Baixei o olhar, emocionada.
— Obrigada, senhor Vitale, quando eu voltar, venho ficar aqui e ler um pouco para o senhor.
— Vou esperar.
Ele riu baixinho, o eco de sua risada fazendo o ambiente parecer mais leve.
— Mas, por favor, escolha algo bonito, desses livros que curam a alma, algo para acalentar nossos corações.
— Combinado. — Aproximei-me e beijei-lhe a testa, o carinho incondicional que sempre senti por ele transbordando.
— Ore por mim e por ela, que Deus seja misericordioso e que a mão Dele guie tudo, e que possamos sempre nos lembrar da força do amor.
— Ele guiará, minha filha. — Os olhos dele ficaram marejados, o que me fez sentir que um pedaço do meu fardo estava sendo compartilhado.
— Porque os que amam de verdade nunca estão sozinhos, e essa verdade é um conforto em dias difíceis.
Saí do quarto com o coração cheio, como se cada palavra trocada ali tivesse iluminado um caminho por onde podíamos seguir.

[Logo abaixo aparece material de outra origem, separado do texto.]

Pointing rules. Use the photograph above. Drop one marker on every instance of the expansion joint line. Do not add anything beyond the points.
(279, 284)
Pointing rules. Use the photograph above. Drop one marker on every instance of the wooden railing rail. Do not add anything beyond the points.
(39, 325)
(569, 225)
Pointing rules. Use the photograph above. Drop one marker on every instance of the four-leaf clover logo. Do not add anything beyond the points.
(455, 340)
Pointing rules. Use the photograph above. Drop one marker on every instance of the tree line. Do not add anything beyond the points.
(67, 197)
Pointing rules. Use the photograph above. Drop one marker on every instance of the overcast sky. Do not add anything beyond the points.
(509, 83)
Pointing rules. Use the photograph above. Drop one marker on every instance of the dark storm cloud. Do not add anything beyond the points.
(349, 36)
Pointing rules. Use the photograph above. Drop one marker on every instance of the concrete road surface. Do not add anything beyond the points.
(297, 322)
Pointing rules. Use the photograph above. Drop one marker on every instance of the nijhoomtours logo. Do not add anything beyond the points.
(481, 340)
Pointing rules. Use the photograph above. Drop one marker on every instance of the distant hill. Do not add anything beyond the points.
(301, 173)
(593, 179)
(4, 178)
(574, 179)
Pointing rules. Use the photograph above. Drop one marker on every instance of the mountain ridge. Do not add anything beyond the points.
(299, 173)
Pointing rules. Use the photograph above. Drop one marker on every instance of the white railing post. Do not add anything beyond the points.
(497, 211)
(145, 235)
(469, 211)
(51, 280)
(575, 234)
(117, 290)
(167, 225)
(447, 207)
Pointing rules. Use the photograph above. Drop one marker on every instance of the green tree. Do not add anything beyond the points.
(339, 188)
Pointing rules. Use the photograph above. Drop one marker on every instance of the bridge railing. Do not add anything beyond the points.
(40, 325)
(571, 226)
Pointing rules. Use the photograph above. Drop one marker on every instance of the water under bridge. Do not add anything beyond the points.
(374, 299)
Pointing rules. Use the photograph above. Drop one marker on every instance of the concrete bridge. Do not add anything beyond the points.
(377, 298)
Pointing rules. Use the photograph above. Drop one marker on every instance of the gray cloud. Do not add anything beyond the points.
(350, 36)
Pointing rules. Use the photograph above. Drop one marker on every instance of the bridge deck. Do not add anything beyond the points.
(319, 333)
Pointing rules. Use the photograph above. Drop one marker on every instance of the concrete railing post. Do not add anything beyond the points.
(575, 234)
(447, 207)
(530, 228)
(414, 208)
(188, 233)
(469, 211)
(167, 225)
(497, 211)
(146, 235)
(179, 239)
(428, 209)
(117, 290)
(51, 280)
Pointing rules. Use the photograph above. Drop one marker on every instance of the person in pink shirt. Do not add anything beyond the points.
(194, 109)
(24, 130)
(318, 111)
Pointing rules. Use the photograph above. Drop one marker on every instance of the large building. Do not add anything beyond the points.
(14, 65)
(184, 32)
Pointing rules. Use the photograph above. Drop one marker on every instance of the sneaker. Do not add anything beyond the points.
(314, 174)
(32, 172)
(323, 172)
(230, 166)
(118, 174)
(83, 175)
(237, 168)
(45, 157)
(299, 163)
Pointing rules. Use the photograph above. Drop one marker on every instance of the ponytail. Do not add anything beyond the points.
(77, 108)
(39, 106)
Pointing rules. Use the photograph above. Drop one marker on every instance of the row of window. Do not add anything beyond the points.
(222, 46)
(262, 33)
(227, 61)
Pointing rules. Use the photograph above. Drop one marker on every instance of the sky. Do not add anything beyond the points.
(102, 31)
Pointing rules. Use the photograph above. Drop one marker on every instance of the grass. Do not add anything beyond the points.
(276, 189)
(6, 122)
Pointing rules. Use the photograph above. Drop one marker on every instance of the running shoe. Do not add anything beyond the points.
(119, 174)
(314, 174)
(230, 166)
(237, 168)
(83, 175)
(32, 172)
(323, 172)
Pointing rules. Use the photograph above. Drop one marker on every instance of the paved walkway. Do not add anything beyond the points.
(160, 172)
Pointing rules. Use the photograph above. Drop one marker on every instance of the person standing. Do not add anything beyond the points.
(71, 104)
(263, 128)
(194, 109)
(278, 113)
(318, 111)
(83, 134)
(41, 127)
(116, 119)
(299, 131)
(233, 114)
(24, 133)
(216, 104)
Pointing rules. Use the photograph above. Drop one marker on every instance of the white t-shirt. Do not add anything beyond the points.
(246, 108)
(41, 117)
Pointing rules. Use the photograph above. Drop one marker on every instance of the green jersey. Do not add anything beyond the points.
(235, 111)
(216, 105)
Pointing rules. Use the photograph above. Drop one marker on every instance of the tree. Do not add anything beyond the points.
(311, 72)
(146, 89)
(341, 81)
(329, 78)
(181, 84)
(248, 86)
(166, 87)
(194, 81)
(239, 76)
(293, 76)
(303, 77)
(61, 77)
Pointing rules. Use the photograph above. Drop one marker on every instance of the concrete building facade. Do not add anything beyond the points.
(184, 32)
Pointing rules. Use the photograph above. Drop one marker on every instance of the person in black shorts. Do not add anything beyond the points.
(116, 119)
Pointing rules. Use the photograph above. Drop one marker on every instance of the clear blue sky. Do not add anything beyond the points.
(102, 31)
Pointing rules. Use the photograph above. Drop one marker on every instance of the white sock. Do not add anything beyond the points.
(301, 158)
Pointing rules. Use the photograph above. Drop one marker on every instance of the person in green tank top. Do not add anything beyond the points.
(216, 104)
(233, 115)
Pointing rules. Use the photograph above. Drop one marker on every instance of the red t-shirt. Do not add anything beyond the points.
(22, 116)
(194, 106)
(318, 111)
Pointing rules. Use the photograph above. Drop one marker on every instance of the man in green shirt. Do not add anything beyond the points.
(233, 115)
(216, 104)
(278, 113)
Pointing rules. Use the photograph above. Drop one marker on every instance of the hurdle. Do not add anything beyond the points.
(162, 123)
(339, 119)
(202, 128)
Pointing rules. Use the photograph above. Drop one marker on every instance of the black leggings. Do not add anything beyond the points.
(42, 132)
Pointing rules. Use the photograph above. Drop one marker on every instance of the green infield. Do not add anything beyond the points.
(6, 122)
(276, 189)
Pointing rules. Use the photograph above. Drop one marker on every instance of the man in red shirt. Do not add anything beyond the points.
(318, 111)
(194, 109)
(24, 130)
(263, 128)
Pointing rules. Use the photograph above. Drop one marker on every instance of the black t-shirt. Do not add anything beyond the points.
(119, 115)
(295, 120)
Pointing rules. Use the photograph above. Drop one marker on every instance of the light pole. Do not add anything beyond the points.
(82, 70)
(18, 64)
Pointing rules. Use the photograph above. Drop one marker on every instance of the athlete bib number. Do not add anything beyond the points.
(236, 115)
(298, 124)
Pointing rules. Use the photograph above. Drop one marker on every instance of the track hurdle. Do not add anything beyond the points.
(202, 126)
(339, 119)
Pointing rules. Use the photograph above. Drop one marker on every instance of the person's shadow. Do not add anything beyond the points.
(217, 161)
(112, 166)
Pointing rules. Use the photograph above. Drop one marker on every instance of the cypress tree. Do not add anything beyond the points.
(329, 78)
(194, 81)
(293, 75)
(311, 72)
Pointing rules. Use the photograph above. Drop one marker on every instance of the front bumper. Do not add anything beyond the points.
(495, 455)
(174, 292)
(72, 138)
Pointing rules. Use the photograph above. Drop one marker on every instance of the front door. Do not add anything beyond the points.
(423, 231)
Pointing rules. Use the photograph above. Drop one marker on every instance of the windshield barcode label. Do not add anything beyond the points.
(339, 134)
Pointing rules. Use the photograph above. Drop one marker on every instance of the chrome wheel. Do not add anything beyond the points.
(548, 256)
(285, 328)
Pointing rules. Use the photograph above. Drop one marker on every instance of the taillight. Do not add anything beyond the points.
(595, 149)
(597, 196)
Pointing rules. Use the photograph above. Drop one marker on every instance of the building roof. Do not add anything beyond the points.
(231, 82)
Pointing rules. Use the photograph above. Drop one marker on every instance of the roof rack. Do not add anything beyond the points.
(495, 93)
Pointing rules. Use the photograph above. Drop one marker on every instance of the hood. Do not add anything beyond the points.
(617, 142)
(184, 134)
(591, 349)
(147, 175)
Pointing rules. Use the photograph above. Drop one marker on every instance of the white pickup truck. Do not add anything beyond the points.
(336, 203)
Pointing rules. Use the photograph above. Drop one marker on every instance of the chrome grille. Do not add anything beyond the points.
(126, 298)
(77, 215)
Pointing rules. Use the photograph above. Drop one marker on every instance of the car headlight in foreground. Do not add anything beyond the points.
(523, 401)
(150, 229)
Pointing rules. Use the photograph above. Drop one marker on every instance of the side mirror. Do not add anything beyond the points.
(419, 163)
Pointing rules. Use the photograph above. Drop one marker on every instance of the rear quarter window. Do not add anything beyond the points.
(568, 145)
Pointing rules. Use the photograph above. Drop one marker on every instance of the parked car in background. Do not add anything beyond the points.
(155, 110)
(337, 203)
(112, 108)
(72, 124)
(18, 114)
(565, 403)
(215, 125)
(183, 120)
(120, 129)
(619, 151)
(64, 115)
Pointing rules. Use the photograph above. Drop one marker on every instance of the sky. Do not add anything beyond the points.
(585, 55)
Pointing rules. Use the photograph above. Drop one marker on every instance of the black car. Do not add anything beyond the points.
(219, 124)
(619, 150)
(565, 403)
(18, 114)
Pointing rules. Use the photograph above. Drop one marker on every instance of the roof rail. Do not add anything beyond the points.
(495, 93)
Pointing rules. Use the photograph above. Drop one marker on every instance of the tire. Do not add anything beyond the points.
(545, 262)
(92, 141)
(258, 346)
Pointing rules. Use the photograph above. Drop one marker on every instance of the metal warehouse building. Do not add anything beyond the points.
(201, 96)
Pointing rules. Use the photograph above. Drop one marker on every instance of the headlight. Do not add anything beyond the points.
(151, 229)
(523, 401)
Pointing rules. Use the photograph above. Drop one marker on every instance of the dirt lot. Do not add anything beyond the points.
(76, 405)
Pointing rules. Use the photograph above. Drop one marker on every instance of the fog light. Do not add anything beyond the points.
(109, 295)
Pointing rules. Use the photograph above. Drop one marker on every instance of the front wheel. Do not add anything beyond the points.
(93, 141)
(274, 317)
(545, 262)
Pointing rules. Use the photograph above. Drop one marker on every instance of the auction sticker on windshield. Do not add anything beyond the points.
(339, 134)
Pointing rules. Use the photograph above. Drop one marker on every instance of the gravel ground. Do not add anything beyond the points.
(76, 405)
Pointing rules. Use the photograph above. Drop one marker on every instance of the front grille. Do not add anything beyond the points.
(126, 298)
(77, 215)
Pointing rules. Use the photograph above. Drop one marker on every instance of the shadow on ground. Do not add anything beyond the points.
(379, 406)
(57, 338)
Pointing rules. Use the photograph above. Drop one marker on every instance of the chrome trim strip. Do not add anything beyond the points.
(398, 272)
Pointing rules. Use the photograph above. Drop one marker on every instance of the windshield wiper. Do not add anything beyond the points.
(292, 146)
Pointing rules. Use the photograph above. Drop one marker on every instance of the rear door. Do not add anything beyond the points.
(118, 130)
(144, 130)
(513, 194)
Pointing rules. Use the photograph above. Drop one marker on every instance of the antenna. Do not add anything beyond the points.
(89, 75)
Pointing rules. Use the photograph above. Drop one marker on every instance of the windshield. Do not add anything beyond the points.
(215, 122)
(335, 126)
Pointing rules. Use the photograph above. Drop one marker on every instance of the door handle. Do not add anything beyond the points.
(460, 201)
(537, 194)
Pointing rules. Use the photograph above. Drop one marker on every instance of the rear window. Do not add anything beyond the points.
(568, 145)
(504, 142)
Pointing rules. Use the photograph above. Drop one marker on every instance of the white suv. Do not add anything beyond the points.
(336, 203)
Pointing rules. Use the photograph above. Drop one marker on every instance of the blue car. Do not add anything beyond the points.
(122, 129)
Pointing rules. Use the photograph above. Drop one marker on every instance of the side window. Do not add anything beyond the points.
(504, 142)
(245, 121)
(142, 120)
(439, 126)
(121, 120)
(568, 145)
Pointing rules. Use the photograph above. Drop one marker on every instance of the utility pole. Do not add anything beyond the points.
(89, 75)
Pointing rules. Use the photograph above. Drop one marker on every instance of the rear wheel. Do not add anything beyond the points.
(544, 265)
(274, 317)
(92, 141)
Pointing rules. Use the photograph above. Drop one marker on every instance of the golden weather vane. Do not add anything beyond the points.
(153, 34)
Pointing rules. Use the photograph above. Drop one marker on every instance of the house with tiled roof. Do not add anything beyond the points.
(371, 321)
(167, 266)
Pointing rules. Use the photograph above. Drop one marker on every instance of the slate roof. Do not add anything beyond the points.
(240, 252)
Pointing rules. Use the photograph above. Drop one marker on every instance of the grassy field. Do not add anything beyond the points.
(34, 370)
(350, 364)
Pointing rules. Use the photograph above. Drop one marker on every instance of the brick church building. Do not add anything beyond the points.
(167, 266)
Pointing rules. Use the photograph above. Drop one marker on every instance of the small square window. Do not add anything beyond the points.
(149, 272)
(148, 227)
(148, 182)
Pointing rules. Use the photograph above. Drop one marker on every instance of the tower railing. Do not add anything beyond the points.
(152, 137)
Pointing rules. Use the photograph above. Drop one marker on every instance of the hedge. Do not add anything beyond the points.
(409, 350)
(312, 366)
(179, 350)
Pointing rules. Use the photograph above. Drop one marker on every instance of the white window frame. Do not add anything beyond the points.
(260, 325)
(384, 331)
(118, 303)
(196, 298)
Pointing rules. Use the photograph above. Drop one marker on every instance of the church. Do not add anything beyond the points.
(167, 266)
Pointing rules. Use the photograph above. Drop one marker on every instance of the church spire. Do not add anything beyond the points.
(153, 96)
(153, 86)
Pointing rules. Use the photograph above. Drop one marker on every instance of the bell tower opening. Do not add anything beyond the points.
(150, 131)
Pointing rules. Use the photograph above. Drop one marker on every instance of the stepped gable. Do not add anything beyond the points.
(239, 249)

À medida que caminhava pelo corredor, senti que o ar parecia mais leve, e por um instante, tive certeza de que o céu ouvira a conversa.
Não era apenas um dia de exames ou compromissos.
Era um dia de fé, de amor e de promessa, onde cada passo tomado havia sido moldado por esperanças renovadas.
Peguei minha bolsa, respirei fundo e subi novamente para buscar Faith. Quando entrei, ela estava pronta, sentada na beira da cama, com as mãos sobre o colo e um sorriso tímido.
— Vamos? — perguntei, estendendo a mão.
— Vamos — respondeu ela. — E Hope…
— Sim?
— Se algo der errado…
— Não vai dar — interrompi, e dei-lhe um abraço apertado, segurando-a com força como se a envolvesse em minha p******o. — Porque Deus está conosco, e nunca erra nos caminhos que escolhe para a gente.
Enquanto saíamos do quarto, olhei pela última vez o corredor iluminado pelo sol e senti que, de alguma forma, cada passo dali em diante seria guiado por algo maior do que nós duas.
Não era apenas o início do tratamento da Faith. Era o início de um milagre anunciado em silêncio — o milagre de quem crê, mesmo quando o mundo parece duvidar.